La Mega Drive, mon premier choc vidéoludique


Mon premier vrai souvenir de jeu vidéo est indissociable de la SEGA Mega Drive.
Je me revois très nettement, assis par terre chez mes grands-parents, à Noël. La boîte de la console est posée au sol, entre la table à manger et le buffet. Je la regarde comme si c’était quelque chose d’absolument incroyable. À cet âge-là, rien que le packaging suffisait à faire travailler l’imagination.
Il faut dire qu’on connaissait déjà la machine. Mes oncles avaient une Mega Drive 1, et avec mon cousin, on y jouait régulièrement chez mes grands-parents. Ce n’était donc pas un objet totalement inconnu, mais quelque chose de déjà chargé de désir. Et à un moment, presque naturellement, on a fini par avoir chacun la nôtre. Notre première console de jeu.
Les jeux, les vrais souvenirs


Sur Mega Drive, j’ai joué à énormément de choses.
Il y a les évidences : Sonic the Hedgehog, Street Fighter II, Streets of Rage. Des jeux auxquels je rattache immédiatement des sensations, des musiques, des moments précis.
Et puis il y a aussi des souvenirs plus particuliers. Boogerman, par exemple. Un jeu objectivement très grivois, où le personnage rote et pète à longueur de temps. Dit comme ça, ça paraît absurde, mais à l’époque, ça faisait partie de ces titres qui marquaient simplement parce qu’ils osaient autre chose.
Je me souviens aussi de World of Illusion, des Schtroumpfs, d’Astérix – l’horrible Astérix and the Great Rescue –, et même de Tintin au Tibet. Un jeu Infogrames assez dur, pas forcément très juste, mais qui reste paradoxalement un bon souvenir pour moi, malgré sa réputation et ce qu’en dira plus tard le Joueur du Grenier.
Les cartouches “collections”

Il y a aussi un souvenir très précis que j’ai toujours eu du mal à expliquer : les cartouches multi-jeux.
Ces cartouches avec quatre, cinq, parfois six jeux, accessibles via un menu très simple, souvent avec un fond bleu.
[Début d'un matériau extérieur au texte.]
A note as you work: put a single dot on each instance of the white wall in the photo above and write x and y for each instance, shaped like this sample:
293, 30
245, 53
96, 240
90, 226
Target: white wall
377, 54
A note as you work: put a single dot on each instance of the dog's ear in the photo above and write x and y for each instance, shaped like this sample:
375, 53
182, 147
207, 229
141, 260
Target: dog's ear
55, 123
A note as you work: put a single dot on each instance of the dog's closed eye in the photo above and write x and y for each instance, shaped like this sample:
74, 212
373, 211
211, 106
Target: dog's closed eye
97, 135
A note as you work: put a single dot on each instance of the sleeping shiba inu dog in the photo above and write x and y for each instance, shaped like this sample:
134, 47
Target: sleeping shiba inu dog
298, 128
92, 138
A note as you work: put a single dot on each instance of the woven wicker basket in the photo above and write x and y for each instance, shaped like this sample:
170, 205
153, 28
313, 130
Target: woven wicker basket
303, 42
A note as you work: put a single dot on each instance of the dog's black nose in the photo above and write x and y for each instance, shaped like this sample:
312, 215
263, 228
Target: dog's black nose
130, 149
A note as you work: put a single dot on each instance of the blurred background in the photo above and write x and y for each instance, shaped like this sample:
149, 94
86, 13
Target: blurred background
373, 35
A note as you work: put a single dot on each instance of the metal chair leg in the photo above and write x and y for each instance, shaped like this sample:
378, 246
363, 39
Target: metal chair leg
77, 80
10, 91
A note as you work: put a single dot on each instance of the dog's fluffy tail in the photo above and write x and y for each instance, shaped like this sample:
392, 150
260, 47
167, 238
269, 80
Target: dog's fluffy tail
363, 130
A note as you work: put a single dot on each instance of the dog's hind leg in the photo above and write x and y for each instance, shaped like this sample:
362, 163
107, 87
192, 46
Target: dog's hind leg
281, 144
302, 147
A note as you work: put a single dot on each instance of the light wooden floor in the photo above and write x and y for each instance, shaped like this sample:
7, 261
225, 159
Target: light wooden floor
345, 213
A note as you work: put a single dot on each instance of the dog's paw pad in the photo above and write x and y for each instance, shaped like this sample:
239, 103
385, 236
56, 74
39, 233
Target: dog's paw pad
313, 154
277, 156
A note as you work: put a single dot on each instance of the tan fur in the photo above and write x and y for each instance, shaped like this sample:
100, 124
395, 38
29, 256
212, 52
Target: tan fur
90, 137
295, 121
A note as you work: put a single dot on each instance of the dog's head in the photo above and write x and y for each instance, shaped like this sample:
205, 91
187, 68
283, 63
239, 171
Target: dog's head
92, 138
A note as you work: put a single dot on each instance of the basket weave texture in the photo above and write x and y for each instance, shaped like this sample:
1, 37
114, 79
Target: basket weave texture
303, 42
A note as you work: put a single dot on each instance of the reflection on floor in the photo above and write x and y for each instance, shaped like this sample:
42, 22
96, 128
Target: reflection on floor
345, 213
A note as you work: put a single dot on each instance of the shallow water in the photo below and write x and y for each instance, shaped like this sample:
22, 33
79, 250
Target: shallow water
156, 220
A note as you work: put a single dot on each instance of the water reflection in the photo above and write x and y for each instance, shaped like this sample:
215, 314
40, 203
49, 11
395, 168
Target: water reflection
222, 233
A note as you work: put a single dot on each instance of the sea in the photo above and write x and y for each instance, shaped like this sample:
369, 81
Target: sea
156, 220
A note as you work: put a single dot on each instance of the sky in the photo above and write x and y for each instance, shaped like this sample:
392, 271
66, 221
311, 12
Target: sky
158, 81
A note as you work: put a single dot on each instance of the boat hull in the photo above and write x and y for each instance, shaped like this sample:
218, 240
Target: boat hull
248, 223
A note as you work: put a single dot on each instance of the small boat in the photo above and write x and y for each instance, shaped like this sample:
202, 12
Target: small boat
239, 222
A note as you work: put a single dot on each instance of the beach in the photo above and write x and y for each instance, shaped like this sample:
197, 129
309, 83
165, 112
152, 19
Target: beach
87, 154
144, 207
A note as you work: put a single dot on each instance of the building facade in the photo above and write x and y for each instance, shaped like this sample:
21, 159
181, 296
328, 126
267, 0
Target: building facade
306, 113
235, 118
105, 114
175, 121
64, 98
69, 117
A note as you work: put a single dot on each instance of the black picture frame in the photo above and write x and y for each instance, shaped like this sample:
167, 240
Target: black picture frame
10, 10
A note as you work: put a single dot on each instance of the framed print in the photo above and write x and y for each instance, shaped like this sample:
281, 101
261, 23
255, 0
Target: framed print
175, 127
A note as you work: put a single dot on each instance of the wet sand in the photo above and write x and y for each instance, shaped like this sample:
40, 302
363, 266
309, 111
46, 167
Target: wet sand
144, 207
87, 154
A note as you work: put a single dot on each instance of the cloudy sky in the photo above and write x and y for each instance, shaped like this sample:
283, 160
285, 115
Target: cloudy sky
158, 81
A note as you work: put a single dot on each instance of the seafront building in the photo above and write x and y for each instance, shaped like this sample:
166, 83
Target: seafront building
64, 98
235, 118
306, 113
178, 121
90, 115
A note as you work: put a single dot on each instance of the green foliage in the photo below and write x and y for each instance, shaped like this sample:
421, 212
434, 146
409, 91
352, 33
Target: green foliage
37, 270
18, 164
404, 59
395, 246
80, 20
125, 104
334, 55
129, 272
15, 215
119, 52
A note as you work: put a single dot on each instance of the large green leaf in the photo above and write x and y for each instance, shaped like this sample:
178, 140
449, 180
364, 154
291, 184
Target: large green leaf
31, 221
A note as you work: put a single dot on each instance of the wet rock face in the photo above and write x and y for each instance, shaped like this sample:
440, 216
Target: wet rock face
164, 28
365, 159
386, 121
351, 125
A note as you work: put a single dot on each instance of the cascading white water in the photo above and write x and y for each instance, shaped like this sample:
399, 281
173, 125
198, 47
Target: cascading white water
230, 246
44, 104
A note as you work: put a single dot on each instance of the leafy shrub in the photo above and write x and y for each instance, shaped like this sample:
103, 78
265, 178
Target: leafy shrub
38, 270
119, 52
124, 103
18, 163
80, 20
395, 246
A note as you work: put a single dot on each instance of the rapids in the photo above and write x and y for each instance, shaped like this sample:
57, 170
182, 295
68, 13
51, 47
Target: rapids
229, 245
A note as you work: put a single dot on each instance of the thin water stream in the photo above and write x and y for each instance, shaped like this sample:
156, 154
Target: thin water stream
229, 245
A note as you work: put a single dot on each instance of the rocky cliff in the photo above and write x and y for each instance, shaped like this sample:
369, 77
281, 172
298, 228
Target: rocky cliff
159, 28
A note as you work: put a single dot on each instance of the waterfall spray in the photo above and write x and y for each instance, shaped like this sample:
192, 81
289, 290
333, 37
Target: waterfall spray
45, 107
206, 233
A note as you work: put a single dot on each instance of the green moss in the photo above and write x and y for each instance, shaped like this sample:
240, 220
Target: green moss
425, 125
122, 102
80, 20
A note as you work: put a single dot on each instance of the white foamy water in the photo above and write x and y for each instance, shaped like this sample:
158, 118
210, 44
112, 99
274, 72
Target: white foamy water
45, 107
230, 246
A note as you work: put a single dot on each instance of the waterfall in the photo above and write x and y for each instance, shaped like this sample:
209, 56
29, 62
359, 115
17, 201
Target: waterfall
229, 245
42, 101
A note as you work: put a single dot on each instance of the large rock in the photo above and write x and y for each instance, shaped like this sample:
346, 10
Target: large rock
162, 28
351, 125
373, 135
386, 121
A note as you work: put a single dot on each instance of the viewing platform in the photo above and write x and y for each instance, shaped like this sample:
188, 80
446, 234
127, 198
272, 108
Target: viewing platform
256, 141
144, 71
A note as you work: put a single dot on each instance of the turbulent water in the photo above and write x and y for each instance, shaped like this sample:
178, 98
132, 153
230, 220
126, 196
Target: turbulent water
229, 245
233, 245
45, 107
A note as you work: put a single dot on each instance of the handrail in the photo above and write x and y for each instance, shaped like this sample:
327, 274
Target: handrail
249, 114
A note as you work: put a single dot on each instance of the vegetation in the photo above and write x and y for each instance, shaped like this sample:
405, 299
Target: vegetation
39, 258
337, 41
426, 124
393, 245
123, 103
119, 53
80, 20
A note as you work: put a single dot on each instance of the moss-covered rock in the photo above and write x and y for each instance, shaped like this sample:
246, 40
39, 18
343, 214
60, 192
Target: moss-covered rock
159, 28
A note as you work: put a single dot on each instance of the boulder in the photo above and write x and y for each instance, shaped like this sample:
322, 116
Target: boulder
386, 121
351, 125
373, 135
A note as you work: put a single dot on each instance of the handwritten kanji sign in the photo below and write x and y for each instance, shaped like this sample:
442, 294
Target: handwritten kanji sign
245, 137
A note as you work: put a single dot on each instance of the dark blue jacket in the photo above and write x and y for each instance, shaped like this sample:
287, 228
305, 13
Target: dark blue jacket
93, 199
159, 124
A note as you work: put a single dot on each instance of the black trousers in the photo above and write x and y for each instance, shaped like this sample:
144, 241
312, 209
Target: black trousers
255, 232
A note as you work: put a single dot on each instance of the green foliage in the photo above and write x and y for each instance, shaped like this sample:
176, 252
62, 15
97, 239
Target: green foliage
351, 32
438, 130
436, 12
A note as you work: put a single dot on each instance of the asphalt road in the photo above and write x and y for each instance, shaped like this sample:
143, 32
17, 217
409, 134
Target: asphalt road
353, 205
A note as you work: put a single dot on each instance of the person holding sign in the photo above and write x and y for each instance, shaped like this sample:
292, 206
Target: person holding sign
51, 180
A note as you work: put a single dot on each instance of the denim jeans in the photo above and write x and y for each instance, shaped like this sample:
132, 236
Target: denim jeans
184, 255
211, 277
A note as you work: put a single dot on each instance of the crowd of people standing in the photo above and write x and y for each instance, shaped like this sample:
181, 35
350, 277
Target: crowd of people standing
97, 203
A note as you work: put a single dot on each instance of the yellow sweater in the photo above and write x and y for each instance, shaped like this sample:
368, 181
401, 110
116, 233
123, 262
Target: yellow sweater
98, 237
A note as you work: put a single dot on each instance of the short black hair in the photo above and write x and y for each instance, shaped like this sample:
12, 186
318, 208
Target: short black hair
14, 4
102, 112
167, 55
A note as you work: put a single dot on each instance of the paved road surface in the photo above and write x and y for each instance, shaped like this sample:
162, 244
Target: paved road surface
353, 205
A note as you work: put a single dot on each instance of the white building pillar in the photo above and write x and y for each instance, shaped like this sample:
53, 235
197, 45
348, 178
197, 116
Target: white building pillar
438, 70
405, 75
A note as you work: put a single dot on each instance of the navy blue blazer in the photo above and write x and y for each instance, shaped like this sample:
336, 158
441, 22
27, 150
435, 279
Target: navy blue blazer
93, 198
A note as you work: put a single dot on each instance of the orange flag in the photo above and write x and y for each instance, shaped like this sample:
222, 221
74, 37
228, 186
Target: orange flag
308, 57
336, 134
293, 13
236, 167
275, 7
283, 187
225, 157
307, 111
On choisissait le jeu, et on jouait.
Je n’ai jamais vraiment su comment ces collections arrivaient en magasin, ni d’où elles venaient exactement. Ce que je sais, c’est qu’on se retrouvait parfois avec des jeux en double, parce qu’un titre qu’on possédait déjà se retrouvait dans une compilation. Sur le moment, ça n’avait aucune importance. L’idée d’avoir plusieurs jeux sur une seule cartouche était déjà en soi quelque chose d’assez fascinant.
Une console qui reste jouable


Aujourd’hui, j’ai toujours ma Mega Drive.
Je n’ai plus beaucoup de jeux, ou alors ils sont quelque part, rangés, sans que je sache exactement où. En revanche, j’ai acheté une manette 8BitDo M30, et c’est sans doute ce qui m’a le plus reconnecté à cette époque.
Cette manette reprend la forme de celle de la Saturn, mais il faut se rappeler qu’une version très proche existait déjà sur Mega Drive : start rouge, pas de L ni de R, un bouton “Mode” au-dessus. Dans l’esprit, c’est la même philosophie. Et quel plaisir à utiliser.
Je m’en sers surtout pour des jeux récents, comme Streets of Rage 4, parce que ce sont des jeux qui se prêtent parfaitement à ce type de contrôleur. Mais il est clair que si je prenais le temps de ressortir quelques jeux Mega Drive, ou même d’y rejouer via de l’émulation, ce serait un vrai plaisir. Pas par nostalgie pure, mais parce que la console reste, encore aujourd’hui, étonnamment jouable.
La Mega Drive, pour moi, ce n’est pas seulement une console.
C’est un point d’entrée. Un début. Un moment précis où le jeu vidéo est devenu quelque chose de concret, de tangible. Et avec le recul, je me rends compte que beaucoup de sensations que je recherche encore aujourd’hui viennent probablement de là.